I know she said she was going to do independent research; read no more topping from the bottom. It could be this is the first thrust. I have to say that she performed her ass-shoving with the utmost good nature. She was all smiles and, “poor boy.” The sympathy didn’t exactly ring true.
She got some ebooks on chastity from Amazon and spent some time this evening reading. She said the first book was worthless, just a discussion of why to do male chastity. She already knows that. It’s definitely a step in the right direction in terms of keyholding. I’ll let you in on a professional secret: I write this column the night before. So, I am typing away with that plug up my ass. It doesn’t hurt, but I know it is there.
This is not a case of, “Be careful what you wish for.” I think the combination of Mrs. Lion’s good nature and her new found approach to my enforced chastity will produce a very effective result. Ultimately, an effective, long-term enforced chastity adventure requires that both people find what works for themselves and for the relationship. It may seem odd, but I think the most difficult part to figure out is the reason for doing it.

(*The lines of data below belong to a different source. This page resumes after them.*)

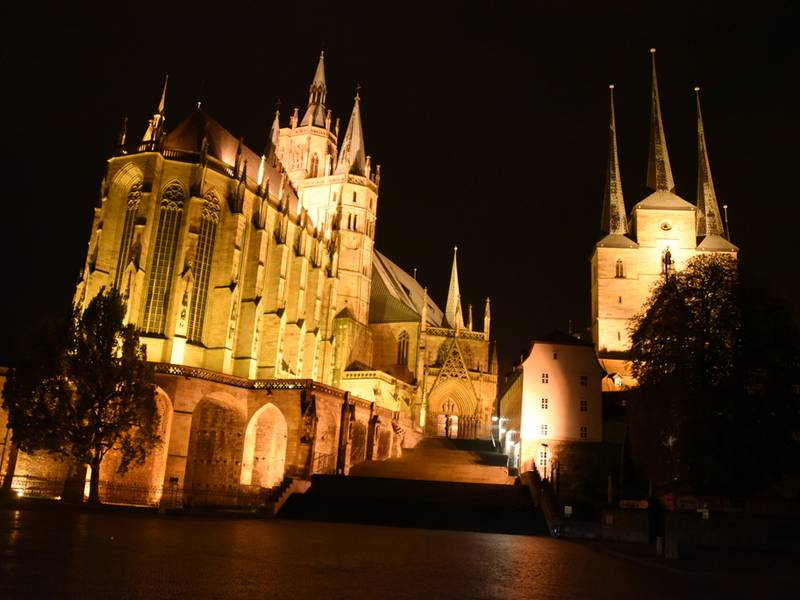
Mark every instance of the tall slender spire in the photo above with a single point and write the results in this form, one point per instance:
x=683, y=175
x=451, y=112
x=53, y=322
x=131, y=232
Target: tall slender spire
x=614, y=216
x=659, y=172
x=352, y=158
x=155, y=127
x=317, y=91
x=453, y=311
x=709, y=221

Obviously, we started this because I want it. I get a sense of fulfillment and comfort from the power exchange we have. The cage on my penis is a turn on for me. That’s great, but is it the reason? These are the benefits. Should we have a goal? Aren’t the benefits enough? I’ve been thinking a lot about this. It’s the nerd in me. Here’s what I came up with:
A solid, conscious goal is asking too much of something like enforced chastity. Let’s face it, I introduced it to Mrs. Lion because it was something I wanted badly. I didn’t want her to lock me up so I could learn to do anything or stop doing something I shouldn’t. The idea just turns me on. Since Mrs. Lion and I both agree that I don’t masturbate excessively or chase other lionesses. I don’t have any sexual problems that chastity will cure.

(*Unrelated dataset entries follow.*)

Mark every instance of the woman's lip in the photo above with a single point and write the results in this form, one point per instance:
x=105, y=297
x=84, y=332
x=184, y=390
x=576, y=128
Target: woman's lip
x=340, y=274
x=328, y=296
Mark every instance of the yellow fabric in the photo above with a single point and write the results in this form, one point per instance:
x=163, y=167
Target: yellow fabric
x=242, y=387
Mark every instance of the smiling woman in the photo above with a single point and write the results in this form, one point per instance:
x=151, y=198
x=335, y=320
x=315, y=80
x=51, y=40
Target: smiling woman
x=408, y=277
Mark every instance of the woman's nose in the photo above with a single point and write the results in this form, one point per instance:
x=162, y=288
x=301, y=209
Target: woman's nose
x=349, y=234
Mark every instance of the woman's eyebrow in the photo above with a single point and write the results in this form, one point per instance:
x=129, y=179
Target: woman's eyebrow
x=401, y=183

Nevertheless, I really like the idea of rules and discipline. But rules for what? See? We’re back to goals and reasons. So, without any real issues to correct, what do we have? I think it is … well, a hobby, Don’t get me wrong. That’s not trivializing enforced chastity. It’s just moving it from correction to recreation. Mrs. Lion taking power makes me feel good. We do it in our spare time, except that I am locked up all the time. It’s a hobby.
Hobbies can be very intense. Look at the obsessed collectors. Their hobbies occupy them completely. So, if enforced chastity is our hobby, how do we pursue it? I’m not sure yet. One way we might do it is to use the chastity and discipline to condition me to do things I wouldn’t have done otherwise. I don’t know what these things might be, but Mrs. Lion is very resourceful.
Some enforced chastity “hobbyists” end up being conditioned without either partner consciously trying to change anything. It may become impossible to get aroused without the keyholder. I can feel myself moving in that direction. One form of sex can become the only kind of sex. If a woman only wants vaginal penetration, if she is the keyholder, chances are good that is the only way she will let her male express himself sexually. After a while he will become fixated on her vagina and it will become the only way he wants to ejaculate.
These are just examples. Most keyholders don’t plot how they will change their partners, but it happens anyway. My point is that if as a keyholder, Mrs. Lion is aware that the extreme focus the cage puts on my sexual expression, I will be conditioned with or without her knowledge. So, isn’t it better to do this conditioning consciously? Maybe our chastity hobby is lion training. Or maybe it is something entirely different. I don’t want to know. That’s Mrs. Lion’s department.